In the beginning of the last century the US census needed an efficient and intelligent system to index information about people. Soundex, NYSIIS and METAPHONE are some of the algorithms that were used to store information about people by indexing person last names. The problems listed below are exist in almost all phonetic algorithms. In simple terms, Soundex is phonetic hashing system used to code 26 English letters in a one letter plus three number combination. This code describes what the original word sounds like. Soundex was Invented/Patented by Robert C. Russell of Pittsburgh, Pennsylvania. He received U.S. patent 1,261,167 on April 2, 1918 on for it (The Patent has expired now).

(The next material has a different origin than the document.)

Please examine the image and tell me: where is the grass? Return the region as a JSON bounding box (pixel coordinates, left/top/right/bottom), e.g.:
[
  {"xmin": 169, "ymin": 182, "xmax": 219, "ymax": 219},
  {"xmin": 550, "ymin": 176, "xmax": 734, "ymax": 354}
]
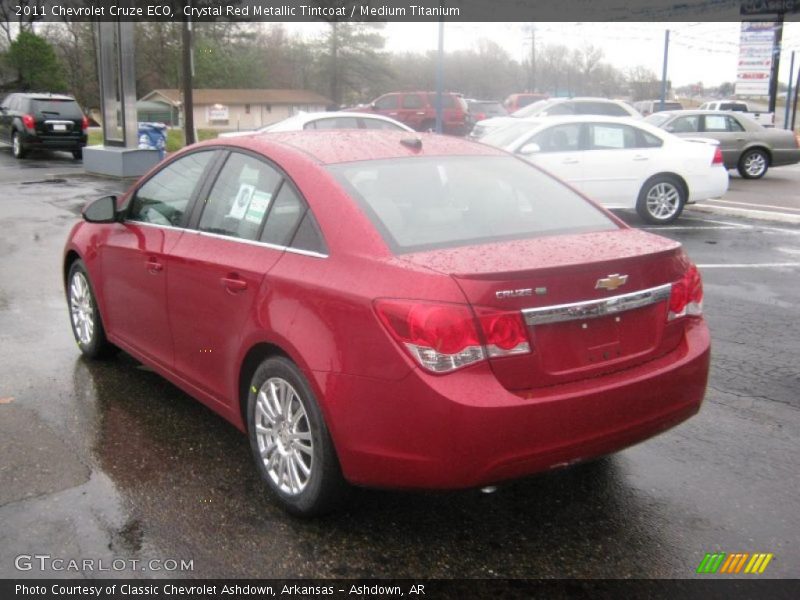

Lot of literature can be found on the web that covers Soundex details. Soundex has been incorporated in almost all major databases as built-in function. Other algorithms may not have implementation in commercial relational databases like Oracle, SQL Server, UDB etc. But with the simplicity of Soundex did not come the sophistication needed in today's world. Soundex worked great a century ago and years to follow, until people started noticing problems. First of all, Soundex was designed only for the 26 Letters of English and the sound mapping covers Anglo-Saxon Names only. It fails for several other names such as Latin Names and Chinese names. Other algorithms such as NYSIIS, Metaphone and double metaphone came into existence later. These took care of some of the phonetic issues but still lacked serious quality. As described below with examples, Soundex, NYSIIS & Metaphone are not accurate and should not be used for "Professional Grade" applications. Consider the results of studies: - Only 33% of the matches that would be returned by Soundex would be correct. Even more significant was the finding that fully 25% of correct matches would fail to be discovered by Soundex. (Alan Stanier, September 1990, Computers in Genealogy, Vol. 3, No. 7)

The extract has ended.